Job Title: Network Engineer
Type of Company: I work for a Boston-area university.
Education: AS in Computer Electronic Engineering, Franklin Institute of Technology
Previous Experience: I started as a data entry clerk for a Boston-based museum, then moved into programming, production and then management.
Job Tasks: I have day-to-day oversight of the data network on a 90-building university campus. Typical activities are to investigate and resolve service complaints, monitor the network for capacity and/or error issues and direct the activities of two field engineers who report to me.

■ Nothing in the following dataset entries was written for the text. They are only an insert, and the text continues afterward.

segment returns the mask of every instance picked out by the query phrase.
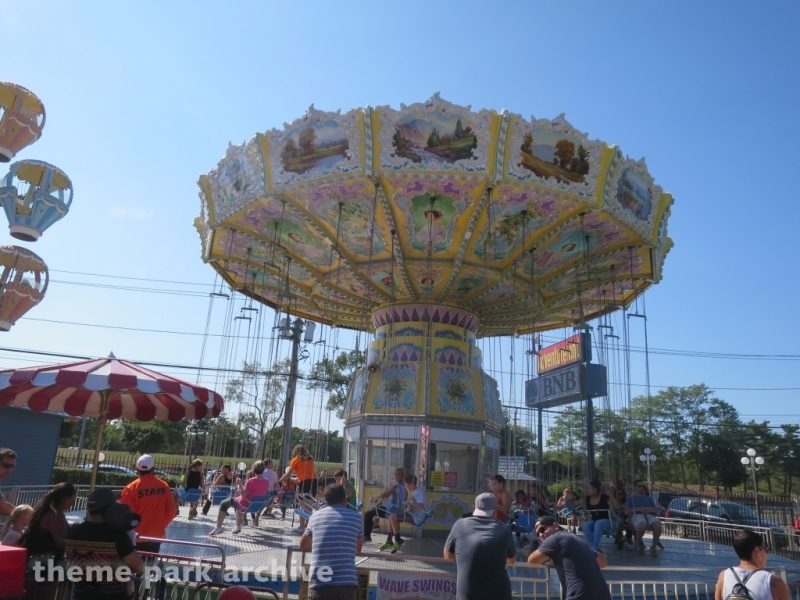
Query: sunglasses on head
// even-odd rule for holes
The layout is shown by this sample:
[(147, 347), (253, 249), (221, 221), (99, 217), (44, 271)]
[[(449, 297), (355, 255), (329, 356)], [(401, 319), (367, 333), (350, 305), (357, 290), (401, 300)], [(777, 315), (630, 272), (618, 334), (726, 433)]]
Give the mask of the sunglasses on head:
[(769, 554), (769, 546), (767, 546), (766, 544), (764, 546), (756, 546), (756, 548), (761, 548), (764, 552)]
[(5, 463), (5, 462), (0, 463), (0, 467), (3, 467), (4, 469), (13, 469), (16, 466), (17, 466), (16, 463), (14, 463), (13, 465), (10, 465), (10, 464)]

In the absence of service issues, I research and evaluate new technologies as to their possible use by the university. I develop methods to test the new technologies as well as to incorporate them into the network. I also provide input and direction for outside wiring companies that provide cabling to/between campus buildings as well as the cabling within the buildings that delivers network service to the computers and telephones.

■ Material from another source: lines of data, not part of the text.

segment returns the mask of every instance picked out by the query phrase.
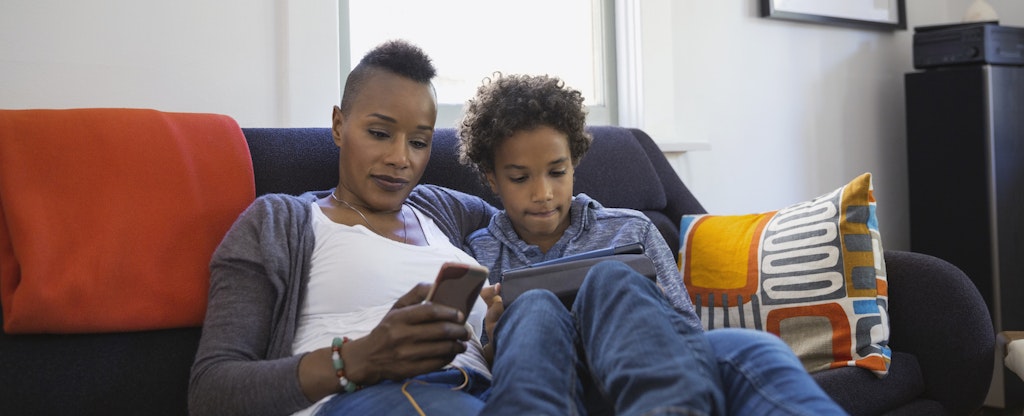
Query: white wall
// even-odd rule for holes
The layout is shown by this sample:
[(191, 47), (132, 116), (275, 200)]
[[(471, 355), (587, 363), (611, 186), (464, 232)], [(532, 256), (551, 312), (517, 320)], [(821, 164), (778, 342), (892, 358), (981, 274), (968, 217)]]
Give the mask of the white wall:
[(327, 125), (336, 0), (3, 0), (0, 108), (142, 107)]
[[(909, 249), (903, 76), (914, 71), (913, 28), (959, 22), (970, 0), (908, 0), (908, 30), (895, 32), (765, 19), (757, 3), (642, 1), (645, 22), (662, 29), (644, 33), (662, 65), (644, 68), (654, 99), (642, 127), (709, 143), (673, 161), (712, 213), (782, 208), (871, 172), (883, 244)], [(1002, 24), (1024, 22), (1022, 2), (991, 3)]]
[[(1024, 2), (990, 0), (1004, 25)], [(641, 0), (641, 127), (716, 213), (776, 209), (874, 174), (883, 242), (909, 247), (903, 74), (912, 28), (970, 0), (907, 0), (877, 32), (758, 17), (757, 0)], [(0, 108), (146, 107), (245, 127), (326, 126), (336, 0), (3, 0)]]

I also manage the university's Internet connections, providing network connectivity from the university to the rest of the world. Most of these tasks involve using a computer and various management programs that provide a connection to any one of over 700 network devices that make up the campus network, view the status of any single connection (of over 15,000), check to ensure the device is successfully attaching to the network, that data is flowing freely between devices and to issue commands to the network equipment to adjust or reset connections as needed.

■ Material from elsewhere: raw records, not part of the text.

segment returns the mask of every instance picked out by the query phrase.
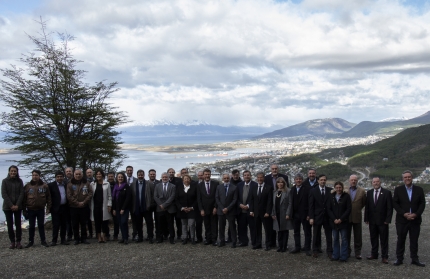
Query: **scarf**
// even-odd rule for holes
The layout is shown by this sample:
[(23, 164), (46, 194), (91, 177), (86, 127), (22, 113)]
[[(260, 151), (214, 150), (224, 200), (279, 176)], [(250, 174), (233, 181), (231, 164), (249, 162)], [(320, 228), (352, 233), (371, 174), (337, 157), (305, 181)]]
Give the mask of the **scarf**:
[(115, 200), (117, 200), (118, 199), (118, 197), (119, 197), (119, 192), (121, 192), (124, 188), (125, 188), (125, 185), (127, 185), (127, 182), (124, 182), (124, 183), (122, 183), (121, 185), (118, 185), (118, 184), (115, 184), (115, 187), (113, 188), (113, 198), (115, 199)]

Best and Worst Parts of the Job: The best part of the job is the variety. Because much of it is in response to service requests or evaluating new technologies, you're unlikely to find yourself doing repetitive tasks that quickly become boring.
The worst part of the job is that your work can often be driven by the needs of others, making it difficult to focus on the more interesting projects you might find more enjoyable.
Job Tips: While my current job is somewhat focused on the network infrastructure, I feel like the wide-ranging skill set I developed in my earlier career is invaluable. I recommend that anyone pursuing a career in IT gain as much experience as possible. Data entry, programming, system management, networking, even basic electronics and cabling systems. The more you learn, the more you'll be able to see the "big picture" and understand how your work impacts, and is impacted by the devices and systems your organization uses to conduct business.
Additional Thoughts: To find success as a network engineer, I feel it is very important to be very organized and to possess a high level of attention to detail. When you're dealing with hundreds, if not thousands of connections, it is important to develop your work processes in a clear, consistent and predictable manner. This will not only make your job easier, but it will help your entire team provide an excellent quality of service to the community you serve.